On 17 Oct 2017, at 17:02, tor <tor@anondroid.com> wrote:

> You are on 0.2.9.11 and #20059 was merged in 0.2.9.12
https://gitweb.torproject.org/tor.git/tree/ReleaseNotes?h=release-0.2.9

I see. I'm trying to stay on 0.2.9.x since that is considered the "long-term support" release. This is a fallback directory mirror which I'd like to keep as stable as possible. apt wants to upgrade straight to 0.3.1.7 (from the repo at http://deb.torproject.org/torproject.org). I will see if I can install 0.2.9.12 from the repo instead, or perhaps install the package manually (or perhaps give up and switch to 0.3.1.7).

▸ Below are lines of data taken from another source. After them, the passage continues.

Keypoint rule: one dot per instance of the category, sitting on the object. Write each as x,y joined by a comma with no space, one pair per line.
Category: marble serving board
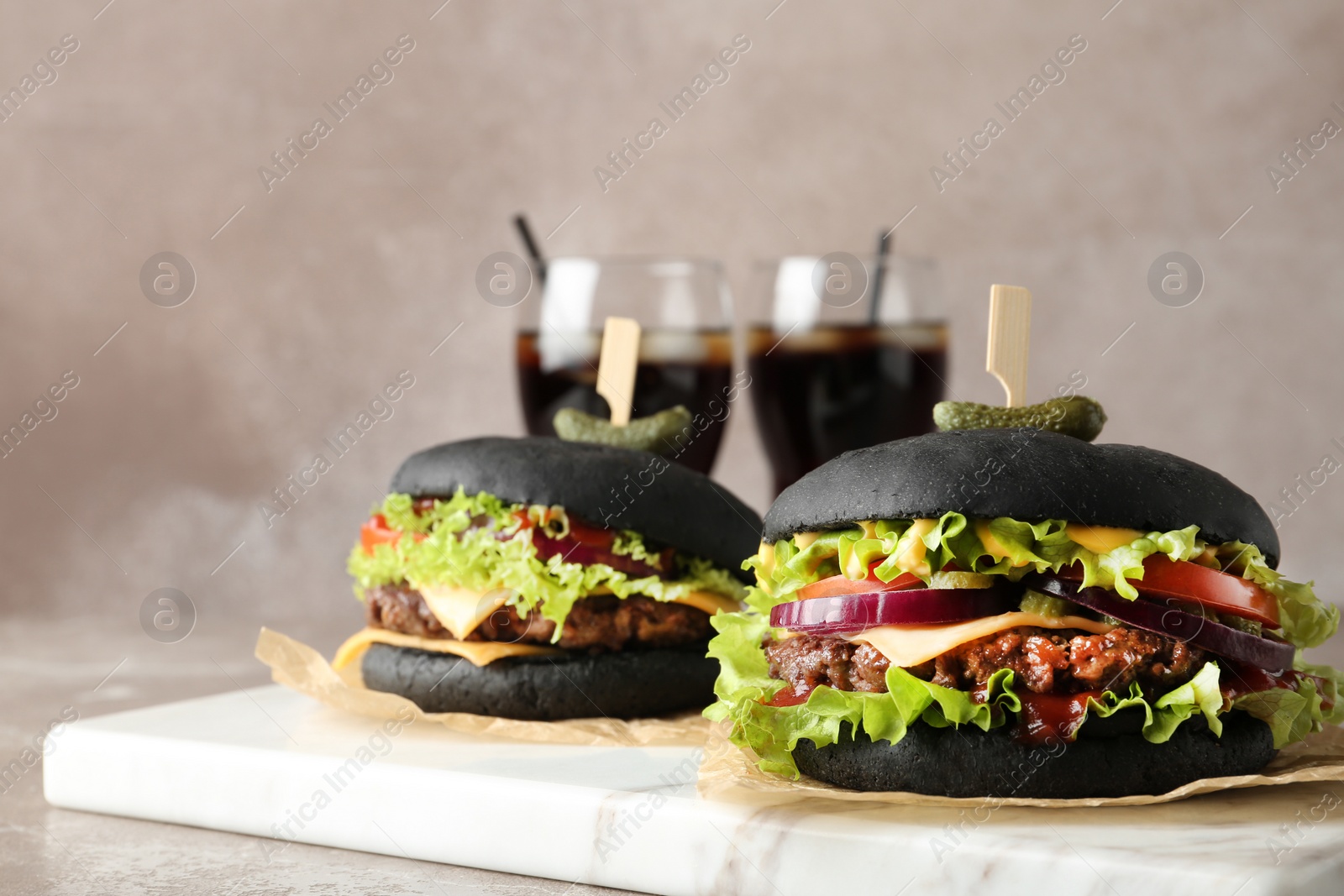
280,768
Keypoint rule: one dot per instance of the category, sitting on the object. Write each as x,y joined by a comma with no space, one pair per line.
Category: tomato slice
839,584
1186,580
375,532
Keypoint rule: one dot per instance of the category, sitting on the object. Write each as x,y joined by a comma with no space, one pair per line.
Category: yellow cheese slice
911,645
710,602
477,652
806,539
1101,539
460,610
766,553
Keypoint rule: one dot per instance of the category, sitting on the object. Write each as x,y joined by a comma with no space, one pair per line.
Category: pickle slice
1075,416
656,432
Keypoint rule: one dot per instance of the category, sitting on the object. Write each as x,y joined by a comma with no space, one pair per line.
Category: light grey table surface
47,668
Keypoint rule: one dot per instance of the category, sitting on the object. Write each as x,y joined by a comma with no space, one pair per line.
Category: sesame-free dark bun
968,762
628,684
616,488
1026,474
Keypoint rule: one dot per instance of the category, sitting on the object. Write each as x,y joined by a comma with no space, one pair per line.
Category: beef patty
1042,660
598,624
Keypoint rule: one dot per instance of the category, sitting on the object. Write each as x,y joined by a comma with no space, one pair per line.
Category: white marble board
255,761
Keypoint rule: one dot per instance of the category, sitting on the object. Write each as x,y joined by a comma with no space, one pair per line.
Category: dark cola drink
832,389
676,367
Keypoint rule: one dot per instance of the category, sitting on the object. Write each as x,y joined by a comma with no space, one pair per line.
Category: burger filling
999,622
447,574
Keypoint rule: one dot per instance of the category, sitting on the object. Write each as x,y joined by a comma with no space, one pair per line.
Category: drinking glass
685,349
831,369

I think Tor LTS / 0.2.9 is in Debian stable:

http://deb.torproject.org/torproject.org/dists/stable/

I've opened a ticket to add LTS to the Debian repository instructions:

https://trac.torproject.org/projects/tor/ticket/23897

I wouldn't recommend upgrading to 0.3.0 or later, there are stability issues
on some clients, and maybe relays.

https://trac.torproject.org/projects/tor/ticket/21969

> As for the relay, I am pretty sure there is a firewall or something
> which throttles the incoming / outgoing TCP connection a
> process/user/pid can initiate or something like this. The problem is
> either in the operating system itself either a network-level firewall or
> built-in router firewall.

Could be. It's just simple iptables on the node, and I've tried to follow best practices for the sysctl and ulimit tweaks, but I don't really know what's going on upstream with the provider. It's a little odd that this is only a recent problem, as the node has been up for 700+ days and aside from kernel upgrades, there's no recent changes. Maybe it's just busier than usual now. I'll keep digging. Thanks for the feedback!

There's a bug in 0.3.0 and later that causes clients to fetch
microdescriptors from fallbacks. So fallbacks (and authorities)
will have extra load until that's fixed.